Sahi telefonumu çaldırdığımı söylemiş miydim? Bu hikaye uzun sürer es geçiyorum. Arkadaşın şirket telefonu ile Amasra'nın her karesinde. Tokatlı kanyonunun her basamağında resim çekildik.


Gezen insanların fotoğraf eğitimi alması gerektiğini gördük :)
Dört kişilik fotoğrafımız yok, çünkü yurdum insani sadece düğmeye basmayı biliyor :(


Etek giydiğimiz için  zipline yapamadık ata binemedik. Giderseniz bunlara dikkat edin. 
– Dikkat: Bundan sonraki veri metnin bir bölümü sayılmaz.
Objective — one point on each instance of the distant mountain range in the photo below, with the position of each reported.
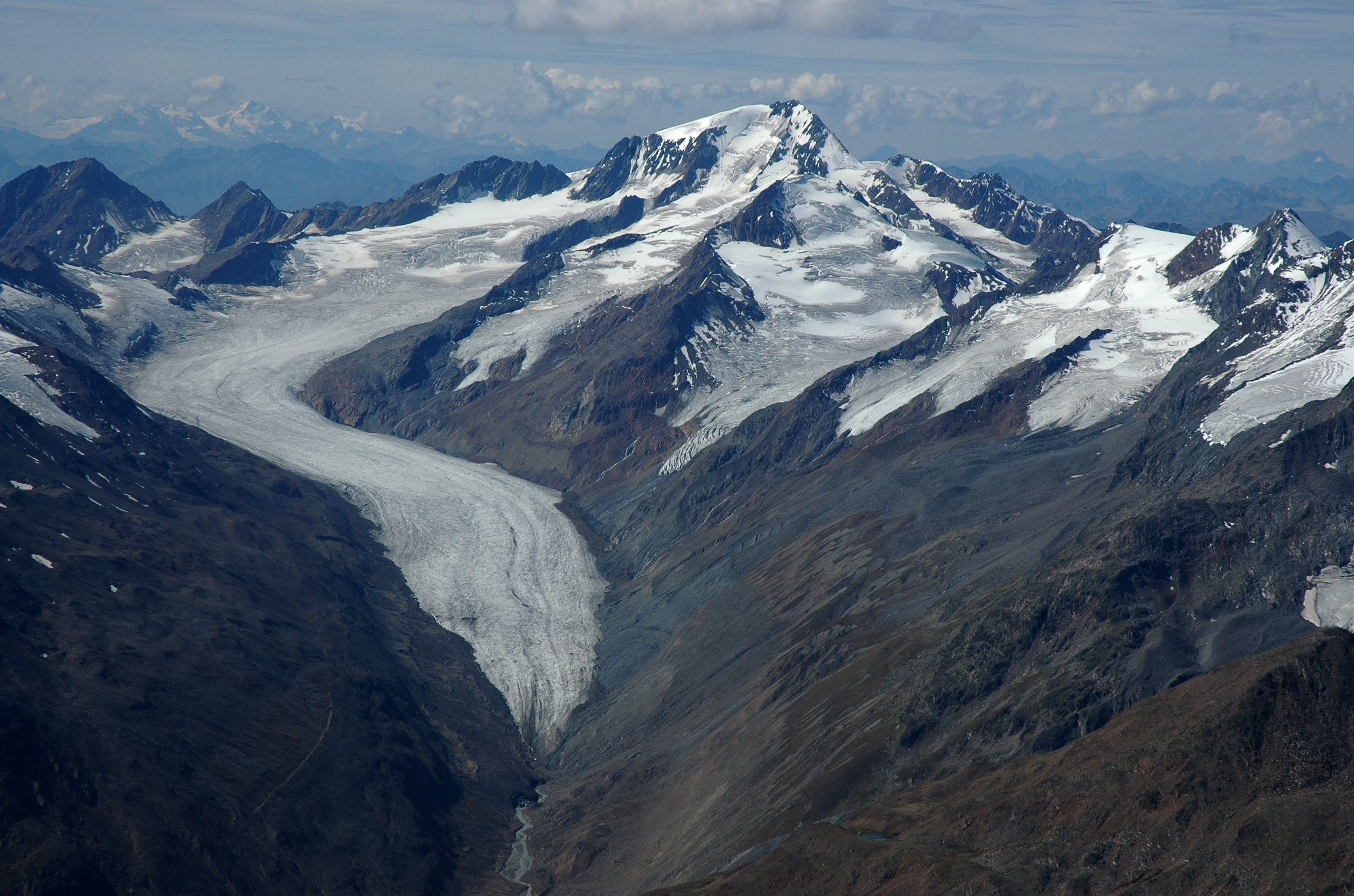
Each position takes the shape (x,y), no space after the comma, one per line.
(794,524)
(189,160)
(1178,190)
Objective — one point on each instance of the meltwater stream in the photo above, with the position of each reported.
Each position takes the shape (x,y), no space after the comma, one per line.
(488,555)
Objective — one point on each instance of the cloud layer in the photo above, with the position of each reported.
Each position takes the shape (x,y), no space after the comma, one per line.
(862,18)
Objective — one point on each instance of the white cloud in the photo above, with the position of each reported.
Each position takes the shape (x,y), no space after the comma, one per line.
(945,27)
(1142,99)
(810,87)
(459,114)
(1272,128)
(208,88)
(864,18)
(557,92)
(1014,104)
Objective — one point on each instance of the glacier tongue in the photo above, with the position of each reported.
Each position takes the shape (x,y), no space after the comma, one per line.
(488,555)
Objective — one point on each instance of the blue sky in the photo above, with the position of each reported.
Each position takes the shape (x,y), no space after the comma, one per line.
(933,79)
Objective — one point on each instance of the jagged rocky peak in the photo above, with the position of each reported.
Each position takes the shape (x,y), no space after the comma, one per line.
(1208,249)
(241,214)
(495,176)
(1279,241)
(994,205)
(75,212)
(741,149)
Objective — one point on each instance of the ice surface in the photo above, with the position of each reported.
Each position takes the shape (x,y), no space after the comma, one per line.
(1151,326)
(167,247)
(488,555)
(1330,602)
(835,299)
(1290,371)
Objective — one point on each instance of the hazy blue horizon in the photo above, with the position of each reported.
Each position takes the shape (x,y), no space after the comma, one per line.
(954,80)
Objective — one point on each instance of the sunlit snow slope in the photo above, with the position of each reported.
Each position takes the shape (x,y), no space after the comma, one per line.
(1149,324)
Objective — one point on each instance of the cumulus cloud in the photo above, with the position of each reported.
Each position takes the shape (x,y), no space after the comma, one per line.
(459,114)
(561,94)
(208,90)
(945,27)
(1014,104)
(863,18)
(1281,114)
(1140,99)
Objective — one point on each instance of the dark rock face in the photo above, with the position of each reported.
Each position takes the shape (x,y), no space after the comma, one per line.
(1236,780)
(630,210)
(245,264)
(220,684)
(185,297)
(239,216)
(649,156)
(890,199)
(997,206)
(586,411)
(764,221)
(73,212)
(692,159)
(1203,253)
(495,176)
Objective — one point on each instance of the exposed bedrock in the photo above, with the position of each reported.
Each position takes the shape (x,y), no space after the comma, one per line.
(216,683)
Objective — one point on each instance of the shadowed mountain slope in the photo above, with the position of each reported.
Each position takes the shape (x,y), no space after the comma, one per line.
(1236,781)
(213,680)
(73,212)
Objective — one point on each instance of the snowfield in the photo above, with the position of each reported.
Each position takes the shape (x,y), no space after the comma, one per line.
(1150,328)
(488,555)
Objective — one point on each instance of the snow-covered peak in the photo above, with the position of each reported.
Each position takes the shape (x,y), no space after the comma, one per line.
(1298,241)
(1119,321)
(734,152)
(250,118)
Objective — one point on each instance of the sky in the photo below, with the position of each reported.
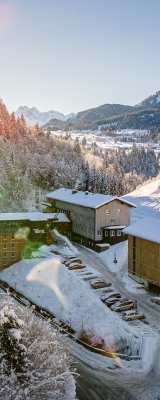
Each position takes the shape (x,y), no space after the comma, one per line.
(71,55)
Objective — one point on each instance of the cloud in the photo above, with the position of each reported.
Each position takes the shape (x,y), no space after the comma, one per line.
(8,16)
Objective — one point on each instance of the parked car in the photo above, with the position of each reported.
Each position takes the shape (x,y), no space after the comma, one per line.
(76,266)
(67,258)
(68,262)
(130,315)
(155,300)
(107,296)
(111,301)
(122,305)
(97,284)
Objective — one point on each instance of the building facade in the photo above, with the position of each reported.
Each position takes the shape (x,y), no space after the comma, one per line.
(18,229)
(144,252)
(95,218)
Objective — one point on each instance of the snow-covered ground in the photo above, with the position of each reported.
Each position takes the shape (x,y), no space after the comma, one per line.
(110,142)
(147,200)
(51,285)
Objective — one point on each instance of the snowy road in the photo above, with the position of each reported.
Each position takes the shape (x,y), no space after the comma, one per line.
(152,311)
(100,382)
(101,385)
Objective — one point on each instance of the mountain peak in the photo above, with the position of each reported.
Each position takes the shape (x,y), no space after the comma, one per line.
(33,115)
(151,101)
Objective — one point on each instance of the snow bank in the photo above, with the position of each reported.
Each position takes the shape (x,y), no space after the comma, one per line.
(51,285)
(147,200)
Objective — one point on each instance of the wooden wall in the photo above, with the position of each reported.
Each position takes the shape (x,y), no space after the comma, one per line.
(11,249)
(114,218)
(144,260)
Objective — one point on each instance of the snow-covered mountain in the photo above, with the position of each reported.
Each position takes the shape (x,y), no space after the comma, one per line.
(151,101)
(33,115)
(147,200)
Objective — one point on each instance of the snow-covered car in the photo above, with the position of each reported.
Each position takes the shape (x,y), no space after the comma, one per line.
(130,315)
(97,284)
(68,262)
(110,296)
(111,301)
(76,266)
(87,277)
(155,300)
(122,305)
(67,258)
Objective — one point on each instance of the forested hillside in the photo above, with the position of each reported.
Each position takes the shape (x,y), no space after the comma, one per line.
(33,163)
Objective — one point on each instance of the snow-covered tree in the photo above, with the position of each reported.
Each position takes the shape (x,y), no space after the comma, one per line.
(34,361)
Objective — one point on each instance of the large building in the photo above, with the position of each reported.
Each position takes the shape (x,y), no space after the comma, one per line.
(95,218)
(18,229)
(144,252)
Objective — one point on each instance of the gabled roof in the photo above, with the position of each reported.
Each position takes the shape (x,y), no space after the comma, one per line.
(147,228)
(33,216)
(85,199)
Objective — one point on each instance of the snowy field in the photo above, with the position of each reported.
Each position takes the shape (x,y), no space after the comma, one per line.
(51,285)
(147,200)
(110,142)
Özetle iki günü dolu dolu yaşadık.




Fırsat bulursak başka bir arkadaşla bulak mencilis mağarasına gideceğiz. Orası da içimde kalan bir yer :)  
....

Gidin gezin hava değiştirin.
Sahi İstanbul dan günü birlik nerelere kaçıyorsunuz?

....


29.07.2019
Bir yazıyı bitirmek bu kadar zor olur mu ya!
Telefonu çaldırınca yeğenimin oyun telefonunu aldım.  Bir kaç ay beni idare etsin dedim ama edemiyor :(
Ses var ama görüntü yok.
Bu zaman zarfında arkadaşla bulakmencilis mağarası için çekiliş kazandık . Çekilişle 5 kadın 5 erkek bedava gidecekti.  Çok istediğimizden olsa gerek ikimizede çıktı.  Heyecanla bilet ayarlamalara girdik. Sonra arkadaşın hamile olduğunu öğrendik.  Artık başka zaman dedik ve geziye erteledik.
Onca plan yapıp gidemediğimize mi, benden 10 yaş küçük birinin hamile olmasına mı üzülsem emin olmadım.
Arkadaş adına tabi ki çok mutlu oldum. Geçen sene tam bu zamanlar düşük yapmıştı.  Şuan abartılı tepkiler vermeden sessizce seviniyorlar. Rabbim tamamına erdirsin inşallah.
...
Bol gezmeli, güzel haberli nice güzel günleriniz olsun.

11 Temmuz 2019 Perşembe

İran Filmi - Şşşşt! Kılar Bağırmaz

Bu filmi de bir klipten yola çıkarak izledim. 
Zarif bir fotoğraf karesi. 
Ne çok da bekliyor insan mutlu olmayı, sevilmeyi  :( 



Klip altında yazan yorumlardan yola çıkarak konuyu sevemeyeceğimi anlamıştım. 
Çocuk istismarı beklemiyordum. O yüzden ilk yarım saatten sonra filmi izlemeyi bıraktım. Aradan bir hafta geçtikten sonra tekrar izlemeye karar verdim. İzlediğime pişman olmadım. Etkileyici bir film.  Görsel olarak çirkin bir şey yok öncelikle onu belirteyim. Konu genel itibarı ile çirkin. Çocuklarını çok sevseler de farklı meşgalelerle ihmal edilen çocukların hazin sonunu görüyoruz. 

Her bir oyuncu gerçekten hissederek oynamış. 
Üzerine çok konuşmayacağım. İzlemenizi tavsiye ederim. 


6 Temmuz 2019 Cumartesi

Edgar Allan Poe - Bir Kudüs Öyküsü

Poe tavsi eden birini hatırlamıyorum. Gazetelerin kitap eklerinden Morgue Sokağı Cinayetini not almışım yıllar öncesinden. 
Not aldığım defter bittikçe yeni deftere geçiyorum. Her yeni defterde bir önceki deftere not alınıp okumayan kitapları da geçiriyorum.
Poe kaç deftere yazıldı da okunmadı ben unuttum.



Aradan zaman geçti. Okuduğum kitaplardan Babil Serisinin ön yazısında ve Paul Auster tavsiyelerinde karşıma çıktı Poe. Kuyu ve sarkaç, Şişede bulunan not muhakkak okunmalı diye notlar aldım. Yine olmadı. 

Sultanahmet kitap fuarına gidince yazarın bulduğum bir kitabını aldım. En azından kalemini görmüş olurum. 
Sonuç? Ne desem bilemedim. Belki ilk kitap için yanlış seçimdir. Başka kitabı okuyunca yorum yapmak daha sağlıklı olacaktır.



İkinci kitabı kendime doğum günü hediyesi olarak aldım,  umarım beğenirim.